Lanjutan Ending Cerpen dan Hadiah Kumcer

Kategori Cerpen/Sastra Oleh

……

Senandung pemujaan rembulan yang perih itu benar-benar menghanyutkan mimpi para penduduk kampung ketika malam mencapai puncak kematangan yang sempurna. Oleh angin yang bertiup dari lembah kematian, suara senandung yang perih itu seperti diterbangkan menuju ke pintu langit hingga membahana ke seluruh penjuru kampung dengan nada yang lembut, tetapi menyayat-nyayat rongga telinga.

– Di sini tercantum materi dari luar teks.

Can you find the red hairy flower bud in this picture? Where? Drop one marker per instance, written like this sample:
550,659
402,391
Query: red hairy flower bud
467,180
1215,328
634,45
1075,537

Senandung koor pemujaan rembulan yang perih itu pun seperti hendak menjebol dinding batin dan jiwa para penduduk.

Setiap malam, jumlah perempuan bergaun putih yang menengadahkan wajahnya ke langit itu makin bertambah. Para penduduk makin tersentak ketika pada malam berikutnya ribuan burung gagak bertengger di atas bubungan atap dengan meninggalkan kotoran busuk yang menusuk hidung. Setiap malam, jumlah burung gagak itu kian bertambah hingga membuat beberapa rumah penduduk tak sanggup lagi menampung beban. Sudah belasan rumah penduduk yang roboh; rata dengan tanah.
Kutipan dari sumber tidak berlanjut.